La tête et les poings. Martin Hirsch, président d'Emmaüs, ou l'art de concilier matière grise et goût de l'action. A 43 ans, ce conseiller d'Etat au sourire farceur, fils de Bernard Hirsch, concepteur de la ville nouvelle de Cergy-Pontoise (Val-d'Oise) dans les années 1960, a toujours aimé les doubles vies. Etudiant en neurobiologie, il intègre Normale sup, puis l'ENA. En 1997, jeune haut fonctionnaire, il devient directeur de cabinet de Bernard Kouchner au secrétariat d'Etat à la Santé, puis deux ans plus tard, premier président de la toute nouvelle Agence française de sécurité sanitaire des aliments. Avant de prendre, en 2002, la tête d'Emmaüs, une « maison » qu'il fréquentait déjà depuis sept ans.

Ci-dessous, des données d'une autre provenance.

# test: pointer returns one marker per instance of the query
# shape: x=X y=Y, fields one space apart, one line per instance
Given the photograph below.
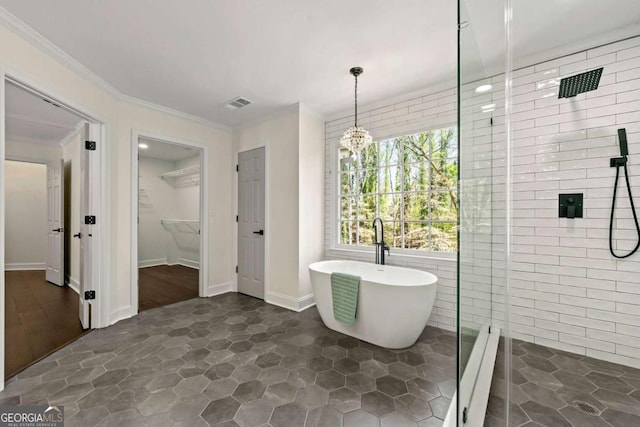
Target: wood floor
x=166 y=284
x=40 y=318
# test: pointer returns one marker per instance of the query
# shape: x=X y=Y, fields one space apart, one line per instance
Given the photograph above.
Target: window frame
x=335 y=198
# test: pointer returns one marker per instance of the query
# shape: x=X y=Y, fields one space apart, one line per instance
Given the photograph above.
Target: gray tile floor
x=557 y=389
x=233 y=360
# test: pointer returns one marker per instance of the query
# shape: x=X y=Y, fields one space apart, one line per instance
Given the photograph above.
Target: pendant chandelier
x=355 y=138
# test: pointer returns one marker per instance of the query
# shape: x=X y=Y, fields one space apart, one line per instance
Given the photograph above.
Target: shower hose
x=633 y=210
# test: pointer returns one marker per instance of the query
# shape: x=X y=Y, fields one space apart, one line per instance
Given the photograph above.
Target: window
x=409 y=182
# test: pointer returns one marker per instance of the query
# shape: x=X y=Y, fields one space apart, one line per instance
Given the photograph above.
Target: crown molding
x=72 y=133
x=177 y=113
x=27 y=33
x=280 y=112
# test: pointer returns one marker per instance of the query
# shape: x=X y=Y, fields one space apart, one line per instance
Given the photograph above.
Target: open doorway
x=41 y=264
x=169 y=203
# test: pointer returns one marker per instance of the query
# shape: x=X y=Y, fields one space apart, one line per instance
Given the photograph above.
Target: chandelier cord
x=356 y=100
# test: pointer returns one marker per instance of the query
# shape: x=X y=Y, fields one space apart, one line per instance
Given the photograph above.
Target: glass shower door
x=479 y=100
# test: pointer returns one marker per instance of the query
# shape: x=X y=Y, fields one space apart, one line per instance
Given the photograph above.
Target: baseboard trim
x=121 y=314
x=152 y=262
x=289 y=302
x=19 y=266
x=189 y=263
x=219 y=288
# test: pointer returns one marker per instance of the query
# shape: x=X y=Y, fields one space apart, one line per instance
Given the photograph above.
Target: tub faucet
x=380 y=245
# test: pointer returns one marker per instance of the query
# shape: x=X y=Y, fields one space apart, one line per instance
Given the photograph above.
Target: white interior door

Une carrière de haut niveau – « j'incarne tout ce que les gens détestent, les diplômes et le sens de l'intérêt général », plaisante-t-il –, mais toujours au service des plus faibles : malades, consommateurs floués, exclus... Avec sept millions de pauvres en France, dont 2,5 millions de travailleurs et deux millions d'enfants*, Hirsch ne manque pas de patients. Du coup, il y a un an, il s'est ajouté une autre casquette sociale, en créant l'Agence nouvelle des solidarités actives, qui expérimente aux niveaux départemental et régional des actions sociales « innovantes ».
Son dernier combat en date : le revenu de solidarité active, qui permet aux plus démunis de continuer à toucher les aides sociales même quand ils retrouvent un emploi. Le gouvernement n'en veut pas, mais Ségolène Royal l'a repris à son compte. Hirsch, plutôt de centre-gauche, ne s'emballe pas pour autant, connaissant les promesses électorales. En 2005, son rapport sur la pauvreté avait été applaudi à droite et à gauche. Depuis, le texte dort dans les tiroirs ministériels. « J'attends toujours le candidat qui le portera à la présidentielle », explique-t-il.
Nombreux sont ceux qui lui prédisent un avenir de ministre. Lui jure que « ça ne [l'] effleure même pas ». « L'ENA et Kouchner m'ont permis de toucher le pouvoir, du coup je ne le fantasme plus », confie-t-il. D'autant que « ce n'est pas là qu'on peut vraiment agir ».
Bastien Bonnefous
* La Pauvreté en héritage, Martin Hirsch, Robert Laffont.